The adoption theory evolved from the current study could be improved for application
in large-scale services and organizations considering the adoption of EMR. Fourth,
an understanding of the effects of gender differences on the intention to use EMR
is important in overcoming barriers to the diffusion of technology across institutions.
A consideration of the mechanisms through which gender differences impact technology
usage behavior, is significant for trimming down resistance to technology use. Fifth,
an understanding of the effects of clinical differences of physicians on the intention
to use EMR is important in overcoming barriers to the diffusion of technology across
the hospital and reducing the resistance to technology use. Sixth, as this study focuses
on EMR use and unlike, studies examine behavioral intention; any development regarding
the better understanding of phenomena can translate into higher acceptance and usage
of the HIT after implementation. Finally, the results of the present study lead to
better technology usage and can also have a better consideration for health care providers
and policymakers before taking the decision about further spending on new HIT implementation.

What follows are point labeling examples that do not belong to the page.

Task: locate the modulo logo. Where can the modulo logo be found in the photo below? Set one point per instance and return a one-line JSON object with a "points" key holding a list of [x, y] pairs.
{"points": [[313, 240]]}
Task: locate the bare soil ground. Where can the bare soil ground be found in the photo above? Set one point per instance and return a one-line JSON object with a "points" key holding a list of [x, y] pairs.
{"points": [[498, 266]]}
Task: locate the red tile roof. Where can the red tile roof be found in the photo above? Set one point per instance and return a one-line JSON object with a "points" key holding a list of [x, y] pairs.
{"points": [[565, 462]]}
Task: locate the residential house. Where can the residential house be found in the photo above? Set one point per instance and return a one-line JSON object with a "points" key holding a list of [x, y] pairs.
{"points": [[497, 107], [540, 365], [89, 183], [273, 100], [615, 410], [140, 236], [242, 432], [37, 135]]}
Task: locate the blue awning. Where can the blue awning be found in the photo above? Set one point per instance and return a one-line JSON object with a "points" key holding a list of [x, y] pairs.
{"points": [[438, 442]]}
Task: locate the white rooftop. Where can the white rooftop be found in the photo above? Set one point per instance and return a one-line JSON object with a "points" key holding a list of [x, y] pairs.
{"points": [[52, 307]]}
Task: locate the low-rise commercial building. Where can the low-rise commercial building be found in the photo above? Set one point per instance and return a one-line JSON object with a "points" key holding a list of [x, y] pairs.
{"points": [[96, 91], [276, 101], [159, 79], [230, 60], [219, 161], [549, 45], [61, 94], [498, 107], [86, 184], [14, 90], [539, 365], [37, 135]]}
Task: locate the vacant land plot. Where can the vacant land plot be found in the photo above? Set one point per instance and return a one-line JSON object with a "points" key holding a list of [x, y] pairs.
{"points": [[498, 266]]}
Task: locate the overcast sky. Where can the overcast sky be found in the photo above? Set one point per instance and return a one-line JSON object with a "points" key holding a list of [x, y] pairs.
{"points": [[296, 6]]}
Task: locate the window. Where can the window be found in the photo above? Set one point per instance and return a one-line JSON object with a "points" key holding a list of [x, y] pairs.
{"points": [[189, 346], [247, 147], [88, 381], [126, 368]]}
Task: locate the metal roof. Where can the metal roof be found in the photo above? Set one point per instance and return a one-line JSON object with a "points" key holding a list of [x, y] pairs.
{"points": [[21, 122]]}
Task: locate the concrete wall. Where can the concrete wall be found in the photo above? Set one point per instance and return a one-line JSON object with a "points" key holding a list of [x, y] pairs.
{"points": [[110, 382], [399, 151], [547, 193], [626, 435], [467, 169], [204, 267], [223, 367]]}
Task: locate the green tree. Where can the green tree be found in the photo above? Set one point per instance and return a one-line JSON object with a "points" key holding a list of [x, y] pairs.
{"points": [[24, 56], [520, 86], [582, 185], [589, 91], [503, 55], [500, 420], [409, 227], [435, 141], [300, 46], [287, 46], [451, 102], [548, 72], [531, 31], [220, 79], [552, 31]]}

Limitations and Future Research
Limitations and Future Research
Despite its significant findings and implications, two potential limitations of this
study require consideration. First, the current study is one of the first employing
gender and clinical specialty as antecedents and included a context-specific factor,
clinical specialty with the classical model TAM to evaluate the physician's behavioral
intention to use and adopt the EMR in Taiwan. In addition, the implications are from
a single study with samples in Taiwan which may have led to institutional bias. Thus,
researchers should be careful while generalizing the results to other health care
circumstances. Future studies should conduct research in a nationwide perspective
to explore and compare the differences in the antecedents to usage intention. Second,
56% of the eligible physicians participated in the survey. However, the response rate
is reasonably acceptable in the perspective of physicians' HIS acceptance, but the
sample size is moderately low. Relatively low sample size may have introduced selection
bias, and we are not conclusive that the results of the study are representative of
the entire population of physicians in Taiwan. Thus, the findings of this study can
be used as the basis for a nationwide survey to enhance the external validity of those
findings.
Conclusions
The current study examines critical factors influencing physicians' intention to use
EMR through an integrated model derived from classical theory TAM with the attitudinal
behavioral factor and financial incentives. Additionally, we explore the effect of
gender and clinical specialty to confirm and expand the EMR system adoption model.

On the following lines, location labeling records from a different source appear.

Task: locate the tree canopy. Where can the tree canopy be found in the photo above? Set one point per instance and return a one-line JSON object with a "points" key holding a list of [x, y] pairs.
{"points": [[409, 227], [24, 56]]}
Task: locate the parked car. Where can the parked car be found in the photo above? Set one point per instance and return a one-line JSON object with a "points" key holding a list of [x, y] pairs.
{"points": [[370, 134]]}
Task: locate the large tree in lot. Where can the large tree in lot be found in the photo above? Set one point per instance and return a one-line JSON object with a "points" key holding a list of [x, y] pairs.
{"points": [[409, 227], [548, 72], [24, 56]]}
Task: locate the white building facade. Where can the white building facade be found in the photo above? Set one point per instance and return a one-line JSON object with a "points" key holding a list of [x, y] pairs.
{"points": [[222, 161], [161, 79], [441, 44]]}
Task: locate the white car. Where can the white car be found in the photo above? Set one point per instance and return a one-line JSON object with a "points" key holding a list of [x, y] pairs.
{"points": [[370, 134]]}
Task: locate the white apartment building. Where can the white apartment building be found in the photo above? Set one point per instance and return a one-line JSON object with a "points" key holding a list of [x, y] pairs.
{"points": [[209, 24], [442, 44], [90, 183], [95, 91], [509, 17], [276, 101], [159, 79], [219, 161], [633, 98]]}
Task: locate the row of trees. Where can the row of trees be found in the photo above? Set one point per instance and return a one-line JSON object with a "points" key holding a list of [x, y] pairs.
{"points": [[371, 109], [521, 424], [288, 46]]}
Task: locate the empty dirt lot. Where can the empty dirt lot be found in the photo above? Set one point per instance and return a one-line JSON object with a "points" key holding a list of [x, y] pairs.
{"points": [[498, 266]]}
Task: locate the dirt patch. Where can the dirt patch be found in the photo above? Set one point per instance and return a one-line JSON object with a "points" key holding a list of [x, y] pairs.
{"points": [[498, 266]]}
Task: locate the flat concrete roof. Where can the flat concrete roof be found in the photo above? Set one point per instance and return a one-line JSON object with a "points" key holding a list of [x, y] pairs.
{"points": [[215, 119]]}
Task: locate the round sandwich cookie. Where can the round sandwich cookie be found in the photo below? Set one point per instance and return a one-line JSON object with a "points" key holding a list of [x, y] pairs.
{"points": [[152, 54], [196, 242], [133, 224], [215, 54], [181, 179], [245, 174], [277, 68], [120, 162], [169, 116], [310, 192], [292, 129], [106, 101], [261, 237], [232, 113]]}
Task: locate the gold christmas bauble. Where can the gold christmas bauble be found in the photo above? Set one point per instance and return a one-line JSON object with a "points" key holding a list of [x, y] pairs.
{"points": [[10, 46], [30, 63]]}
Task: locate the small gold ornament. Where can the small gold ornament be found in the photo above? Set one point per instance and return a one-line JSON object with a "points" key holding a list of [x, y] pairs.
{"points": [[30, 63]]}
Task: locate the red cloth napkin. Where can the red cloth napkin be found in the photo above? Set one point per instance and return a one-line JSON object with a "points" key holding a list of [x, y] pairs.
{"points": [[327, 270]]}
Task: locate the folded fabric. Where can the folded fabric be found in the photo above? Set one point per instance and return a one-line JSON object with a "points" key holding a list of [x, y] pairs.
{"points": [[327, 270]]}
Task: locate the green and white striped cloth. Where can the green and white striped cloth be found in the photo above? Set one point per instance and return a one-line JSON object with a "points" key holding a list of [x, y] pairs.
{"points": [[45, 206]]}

Results from SEM analysis demonstrated that the model provided meaningful intuitions
for perception, interpretation, anticipation, and presented good explanatory power
to predict physicians' intention to use EMR, and providing a new direction for researchers
to contemplate in subsequent research. The current study primarily identifies three
relevant factors, that is, PU, financial incentives, and attitude toward using EMR,
positively influencing physicians' intention to use EMR. Additionally, gender and
clinical specialty differences are consistently found to predict both PU and PEOU
which indirectly influence physicians' intention to use EMR.

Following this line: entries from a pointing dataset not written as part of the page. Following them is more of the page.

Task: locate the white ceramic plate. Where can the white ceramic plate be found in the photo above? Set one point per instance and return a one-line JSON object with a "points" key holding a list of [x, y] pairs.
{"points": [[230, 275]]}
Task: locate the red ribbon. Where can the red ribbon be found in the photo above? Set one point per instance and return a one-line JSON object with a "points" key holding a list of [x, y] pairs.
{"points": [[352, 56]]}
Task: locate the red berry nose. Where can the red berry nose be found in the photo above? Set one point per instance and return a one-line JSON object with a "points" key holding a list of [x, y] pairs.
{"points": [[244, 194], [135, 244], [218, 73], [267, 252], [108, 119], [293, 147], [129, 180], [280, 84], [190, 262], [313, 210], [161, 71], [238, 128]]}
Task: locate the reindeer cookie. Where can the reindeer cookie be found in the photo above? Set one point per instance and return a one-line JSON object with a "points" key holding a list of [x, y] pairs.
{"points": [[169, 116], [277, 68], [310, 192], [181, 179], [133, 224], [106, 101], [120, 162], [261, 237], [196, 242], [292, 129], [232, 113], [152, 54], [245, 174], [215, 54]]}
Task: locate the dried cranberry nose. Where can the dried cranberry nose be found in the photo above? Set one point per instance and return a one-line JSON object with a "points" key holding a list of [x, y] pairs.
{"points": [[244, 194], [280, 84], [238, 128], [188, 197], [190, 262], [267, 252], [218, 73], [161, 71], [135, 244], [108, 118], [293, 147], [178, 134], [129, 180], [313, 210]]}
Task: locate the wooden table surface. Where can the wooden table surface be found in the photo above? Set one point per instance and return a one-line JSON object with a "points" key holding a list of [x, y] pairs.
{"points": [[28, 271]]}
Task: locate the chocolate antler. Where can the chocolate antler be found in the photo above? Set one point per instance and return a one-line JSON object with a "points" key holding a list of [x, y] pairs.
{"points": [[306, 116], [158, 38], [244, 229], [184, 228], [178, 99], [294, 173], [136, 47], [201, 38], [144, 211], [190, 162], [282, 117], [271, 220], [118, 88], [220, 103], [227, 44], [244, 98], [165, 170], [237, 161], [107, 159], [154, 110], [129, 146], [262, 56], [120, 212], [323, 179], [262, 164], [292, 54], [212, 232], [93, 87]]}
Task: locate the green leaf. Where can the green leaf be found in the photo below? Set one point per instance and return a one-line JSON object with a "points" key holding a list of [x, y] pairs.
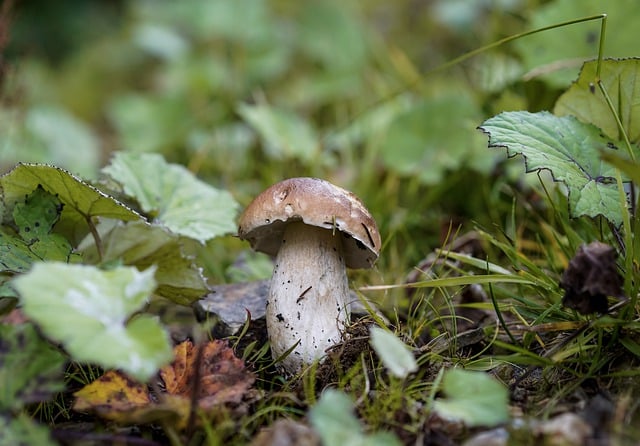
{"points": [[556, 55], [333, 419], [22, 430], [174, 196], [475, 398], [40, 366], [584, 100], [142, 245], [89, 311], [284, 134], [393, 352], [82, 202], [569, 149]]}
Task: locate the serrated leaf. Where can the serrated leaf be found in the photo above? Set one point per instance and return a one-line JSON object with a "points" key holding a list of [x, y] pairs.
{"points": [[174, 196], [475, 398], [139, 244], [284, 134], [333, 419], [22, 430], [82, 201], [40, 366], [88, 311], [585, 101], [395, 355], [569, 149]]}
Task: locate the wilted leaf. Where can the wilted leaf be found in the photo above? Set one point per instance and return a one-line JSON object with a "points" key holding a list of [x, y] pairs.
{"points": [[284, 134], [88, 311], [142, 245], [81, 201], [112, 393], [333, 419], [584, 100], [475, 398], [22, 430], [30, 368], [591, 276], [174, 196], [222, 377], [569, 149], [393, 352]]}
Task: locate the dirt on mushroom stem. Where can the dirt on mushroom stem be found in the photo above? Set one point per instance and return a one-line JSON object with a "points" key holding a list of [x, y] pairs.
{"points": [[307, 303]]}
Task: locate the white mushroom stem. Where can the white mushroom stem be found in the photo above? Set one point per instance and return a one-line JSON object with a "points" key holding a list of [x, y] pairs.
{"points": [[308, 295]]}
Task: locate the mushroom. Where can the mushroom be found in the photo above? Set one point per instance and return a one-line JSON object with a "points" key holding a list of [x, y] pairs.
{"points": [[315, 229]]}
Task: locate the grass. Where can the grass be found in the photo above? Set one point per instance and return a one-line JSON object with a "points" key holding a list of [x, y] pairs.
{"points": [[491, 303]]}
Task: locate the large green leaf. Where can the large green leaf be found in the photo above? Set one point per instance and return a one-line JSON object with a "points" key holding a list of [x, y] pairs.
{"points": [[556, 55], [332, 417], [174, 196], [82, 202], [89, 311], [142, 245], [39, 364], [474, 398], [569, 149], [284, 134], [584, 100], [424, 142]]}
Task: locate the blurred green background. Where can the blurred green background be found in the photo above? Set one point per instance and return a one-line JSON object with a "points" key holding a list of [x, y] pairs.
{"points": [[248, 92]]}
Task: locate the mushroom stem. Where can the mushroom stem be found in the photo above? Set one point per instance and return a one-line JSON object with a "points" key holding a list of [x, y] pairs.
{"points": [[307, 302]]}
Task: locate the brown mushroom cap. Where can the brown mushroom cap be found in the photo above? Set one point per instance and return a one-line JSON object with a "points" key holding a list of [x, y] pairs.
{"points": [[318, 203]]}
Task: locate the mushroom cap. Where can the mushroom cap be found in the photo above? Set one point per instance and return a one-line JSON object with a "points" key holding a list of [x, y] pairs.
{"points": [[315, 202]]}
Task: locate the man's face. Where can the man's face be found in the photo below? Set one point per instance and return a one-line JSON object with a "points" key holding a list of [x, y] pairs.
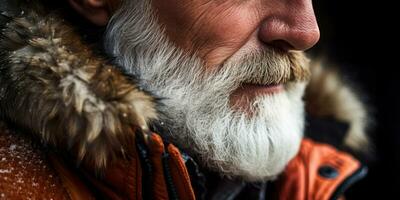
{"points": [[230, 73], [218, 30]]}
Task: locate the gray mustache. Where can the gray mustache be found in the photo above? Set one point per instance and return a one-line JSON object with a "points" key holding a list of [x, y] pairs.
{"points": [[273, 67]]}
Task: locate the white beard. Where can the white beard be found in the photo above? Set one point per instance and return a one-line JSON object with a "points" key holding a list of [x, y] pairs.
{"points": [[197, 110]]}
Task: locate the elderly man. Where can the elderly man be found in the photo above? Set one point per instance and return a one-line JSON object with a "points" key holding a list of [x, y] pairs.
{"points": [[167, 99]]}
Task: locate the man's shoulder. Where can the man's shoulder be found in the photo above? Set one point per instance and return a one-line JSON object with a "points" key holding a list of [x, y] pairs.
{"points": [[25, 170]]}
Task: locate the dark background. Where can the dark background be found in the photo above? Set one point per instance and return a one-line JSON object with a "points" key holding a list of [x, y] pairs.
{"points": [[360, 37]]}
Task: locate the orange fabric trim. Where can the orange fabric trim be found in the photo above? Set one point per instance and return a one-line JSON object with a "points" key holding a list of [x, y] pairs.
{"points": [[156, 147], [301, 179], [75, 187], [180, 175]]}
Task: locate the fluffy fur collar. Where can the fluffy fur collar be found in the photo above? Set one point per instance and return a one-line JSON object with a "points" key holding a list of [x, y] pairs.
{"points": [[52, 83]]}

Moreover, despite the small sample size, findings of the current study make a significant
contribution in both academic and practical issues. Our study hospital is a typical
regional teaching hospital with 654 beds, 213 physicians from different specialties,
and fairly provides medical services to 650,000 patients annually. Thus, in terms
of the number of beds, physicians, and outpatient services, we consider the findings
of the current study are acceptable and external validity is also validated.